Java Security Problem Still Not Fixed; Don't Download The Update

Don't download the new Java update, and if you haven't disabled Java on your browser yet, do that right now.

If the Department of Homeland Security says it's a problem, then it must be bad. Earlier this month, DHS warned computer users everywhere to disable Java in their web browsers because egregious security flaws had been discovered. A flaw in the Java Security Manager allowed Java 7 permission to execute any arbitrary code, including malicious code in a hacked Java applet.
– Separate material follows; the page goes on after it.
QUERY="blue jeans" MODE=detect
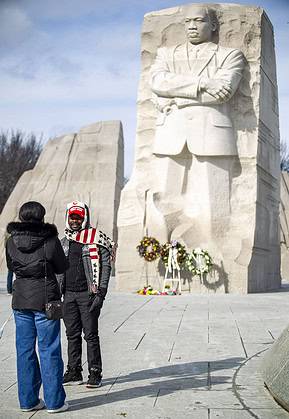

This was big news because Java is such a basic and ubiquitous little piece of programming that nearly every web browser, on both Mac and PC, runs it. How big of a problem was it? I was first told to disable my Java by Brian Williams on NBC Nightly News. DHS, in its announcement, suggested that anyone running the Java plug-in Version 7, Update 10, in their web browsers (which is everyone) to leave their Java disabled until an updated, more secure version called Update 11 was released.

Last week, Oracle, maker of Java, released a patch for their flawed software. Don't download it.

Coding experts took a look at the patch and announced on Friday that they discovered that Oracle's patch, Update 11, still allowed the original security problem, and two new security vulnerabilities were found as well.

Basically, this means that updating Java at this moment - something DHS originally suggested people do once Oracle issued a patch - makes your machine more vulnerable to malware, because Oracle's update doesn't fix the problem, but instead creates potential new ones. Soon after Oracle's "fix", there were reports of malware posing as the Java Update 11.

Now internet security experts are growing impatient with Oracle. As Computerworld reported, one expert is telling Oracle to completely redesign Java from the ground up.

"Oracle should just take a mulligan and redesign Java before everyone completely loses faith in it," said Andrew Storms, director of security operations at nCircle Security to Computerworld's Gregg Keizer.

"Obviously, there's something broken in the Java development or design cycles. Oracle needs to wake up and learn secure software development," said Storms.